The events between Election Day 2020 and Inauguration Day 2021 posed a stress test for America’s republican institutions. Some behaved well; others revealed weaknesses that represent possible breakpoints in some future crisis. The lessons of this brush with constitutional extremity should inform proposals for election law overhaul. Reforms that shore up what were revealed as critical weaknesses deserve high priority; changes that would have made no difference may seem less urgent; and proposals that might destabilize the system or open up new risks of constitutional crisis are unlikely to be right for the moment.
Most constitutional actors resisted pressure to stray from their constitutionally prescribed duties during Donald Trump’s attempt to overturn his electoral defeat. They included the vice president, state election officials and legislators, and most members of Congress. No more than a smattering of lawmakers in any state legislature buy into the wild (and legally ineffectual) scheme of replacing already-chosen electors.

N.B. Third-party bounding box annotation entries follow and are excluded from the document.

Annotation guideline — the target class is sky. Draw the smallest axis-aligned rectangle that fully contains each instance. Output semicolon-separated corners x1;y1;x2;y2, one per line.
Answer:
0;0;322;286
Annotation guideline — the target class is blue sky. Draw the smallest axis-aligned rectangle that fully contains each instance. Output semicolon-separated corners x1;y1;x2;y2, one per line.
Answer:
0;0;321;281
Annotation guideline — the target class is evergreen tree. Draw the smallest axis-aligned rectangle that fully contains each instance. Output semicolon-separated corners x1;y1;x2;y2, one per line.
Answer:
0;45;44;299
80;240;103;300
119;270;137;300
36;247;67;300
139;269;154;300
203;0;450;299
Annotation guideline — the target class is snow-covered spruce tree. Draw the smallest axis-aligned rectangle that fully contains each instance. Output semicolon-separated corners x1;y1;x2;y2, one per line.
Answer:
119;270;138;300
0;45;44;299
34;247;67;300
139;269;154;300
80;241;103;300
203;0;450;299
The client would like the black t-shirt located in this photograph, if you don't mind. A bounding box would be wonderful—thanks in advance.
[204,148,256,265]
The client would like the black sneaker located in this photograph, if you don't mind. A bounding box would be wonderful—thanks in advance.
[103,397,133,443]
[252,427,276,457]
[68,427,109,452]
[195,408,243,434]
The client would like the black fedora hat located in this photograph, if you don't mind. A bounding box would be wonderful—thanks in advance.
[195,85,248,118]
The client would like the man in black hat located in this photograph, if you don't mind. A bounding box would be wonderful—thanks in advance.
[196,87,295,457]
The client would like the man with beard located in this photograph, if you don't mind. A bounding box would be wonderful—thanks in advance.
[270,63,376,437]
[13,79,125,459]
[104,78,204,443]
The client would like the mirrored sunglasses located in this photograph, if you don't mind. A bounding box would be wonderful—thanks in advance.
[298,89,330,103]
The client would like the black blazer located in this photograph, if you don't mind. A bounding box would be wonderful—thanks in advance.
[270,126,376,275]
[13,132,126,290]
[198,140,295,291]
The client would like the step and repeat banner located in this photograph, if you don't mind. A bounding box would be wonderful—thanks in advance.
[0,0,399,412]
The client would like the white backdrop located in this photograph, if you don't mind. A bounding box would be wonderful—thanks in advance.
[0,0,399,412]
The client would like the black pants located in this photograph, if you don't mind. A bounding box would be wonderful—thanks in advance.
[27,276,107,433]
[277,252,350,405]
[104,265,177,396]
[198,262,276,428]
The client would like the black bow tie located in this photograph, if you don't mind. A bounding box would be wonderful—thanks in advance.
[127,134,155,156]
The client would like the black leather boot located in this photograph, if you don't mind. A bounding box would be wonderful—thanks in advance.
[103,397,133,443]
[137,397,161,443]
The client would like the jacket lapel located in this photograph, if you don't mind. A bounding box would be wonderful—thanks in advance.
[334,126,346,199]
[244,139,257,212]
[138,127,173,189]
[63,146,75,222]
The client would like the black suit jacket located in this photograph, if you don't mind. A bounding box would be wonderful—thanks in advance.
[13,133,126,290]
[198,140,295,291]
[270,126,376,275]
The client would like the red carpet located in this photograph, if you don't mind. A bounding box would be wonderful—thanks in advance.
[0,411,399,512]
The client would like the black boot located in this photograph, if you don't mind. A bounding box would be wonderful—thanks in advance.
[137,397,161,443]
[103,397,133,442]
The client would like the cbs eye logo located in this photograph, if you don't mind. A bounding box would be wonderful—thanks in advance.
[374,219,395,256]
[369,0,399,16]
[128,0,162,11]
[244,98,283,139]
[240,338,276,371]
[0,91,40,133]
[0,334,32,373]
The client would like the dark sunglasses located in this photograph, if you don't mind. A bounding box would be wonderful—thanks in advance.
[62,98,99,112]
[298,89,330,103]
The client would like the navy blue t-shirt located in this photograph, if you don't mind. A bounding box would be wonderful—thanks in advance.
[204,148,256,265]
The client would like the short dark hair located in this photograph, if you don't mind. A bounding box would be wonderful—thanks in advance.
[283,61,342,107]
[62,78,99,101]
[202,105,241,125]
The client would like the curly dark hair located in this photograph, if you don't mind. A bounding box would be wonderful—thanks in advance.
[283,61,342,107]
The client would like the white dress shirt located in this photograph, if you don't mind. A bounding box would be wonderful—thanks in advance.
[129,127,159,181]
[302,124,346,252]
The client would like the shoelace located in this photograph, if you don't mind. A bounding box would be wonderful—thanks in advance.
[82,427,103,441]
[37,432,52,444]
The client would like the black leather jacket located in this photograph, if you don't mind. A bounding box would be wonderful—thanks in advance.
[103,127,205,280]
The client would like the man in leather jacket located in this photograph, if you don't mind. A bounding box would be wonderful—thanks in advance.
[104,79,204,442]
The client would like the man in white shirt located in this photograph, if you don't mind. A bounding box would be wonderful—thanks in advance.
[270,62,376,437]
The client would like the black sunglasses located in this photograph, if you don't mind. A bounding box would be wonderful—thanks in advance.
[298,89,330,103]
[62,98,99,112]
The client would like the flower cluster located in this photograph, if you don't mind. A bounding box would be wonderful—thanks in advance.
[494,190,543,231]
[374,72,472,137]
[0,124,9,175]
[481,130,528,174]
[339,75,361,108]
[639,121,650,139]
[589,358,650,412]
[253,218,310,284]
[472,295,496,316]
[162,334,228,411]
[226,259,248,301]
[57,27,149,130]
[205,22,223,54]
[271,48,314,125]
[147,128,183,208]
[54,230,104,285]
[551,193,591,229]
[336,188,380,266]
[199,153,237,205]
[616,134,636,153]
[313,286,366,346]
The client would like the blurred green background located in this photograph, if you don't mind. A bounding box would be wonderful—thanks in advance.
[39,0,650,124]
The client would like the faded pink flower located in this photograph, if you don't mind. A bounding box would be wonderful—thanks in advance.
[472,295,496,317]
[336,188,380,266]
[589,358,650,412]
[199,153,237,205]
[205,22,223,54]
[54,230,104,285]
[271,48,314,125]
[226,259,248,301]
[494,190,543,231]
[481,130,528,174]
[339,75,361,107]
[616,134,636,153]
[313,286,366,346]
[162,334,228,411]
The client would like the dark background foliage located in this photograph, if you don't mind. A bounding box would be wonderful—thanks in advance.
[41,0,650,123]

Less inspiring of confidence was the performance of the House of Representatives, 139 of whose 435 members voted against certifying at least one state.
Policy responses to these tremors should aim, where possible with bipartisan buy-in, to strengthen the institutions that secure the peaceful electoral transfer of power and narrow the range of factual and legal questions that might in the future enable an election loser to throw into doubt the winner’s right to take office.
The most suitable area for congressional action is in clarifying and tightening up the confusing Electoral Count Act of 1887, which lays out rules for Congress’s handling of certified electoral votes following a presidential election.
The Constitution gives state legislatures broad authority over the method of selecting presidential electors. All have chosen popular election, a fact that is unlikely to change. Whatever the method, they must choose it beforehand by process of law: Election Day completes the act of elector selection, foreclosing further choices as to method.
Although the Constitution accords states the power to certify results, it does accord to Congress the much more limited role of ruling on irregularities in the submitted certifications themselves, such as errors in date, absent signatures, or claims of forgery. If multiple certifications have been submitted claiming to speak for a given state, it must also resolve which authentically does so.
Because the 1887 law does not exhaustively define proper grounds for objections, partisans in Congress have sometimes sought, wrongly, to use the occasion to relitigate the underlying election. Congress should also clarify the scope of language that permits state legislatures to devise methods for later selection if Election Day balloting has “failed,” an exception suited perhaps to a hurricane or similar disaster (ideally as defined by law in that state beforehand). Beyond that, revision of the Electoral Count Act should place a number of points beyond any possible cavil, such as that a vice president does not have discretion to reject duly certified slates.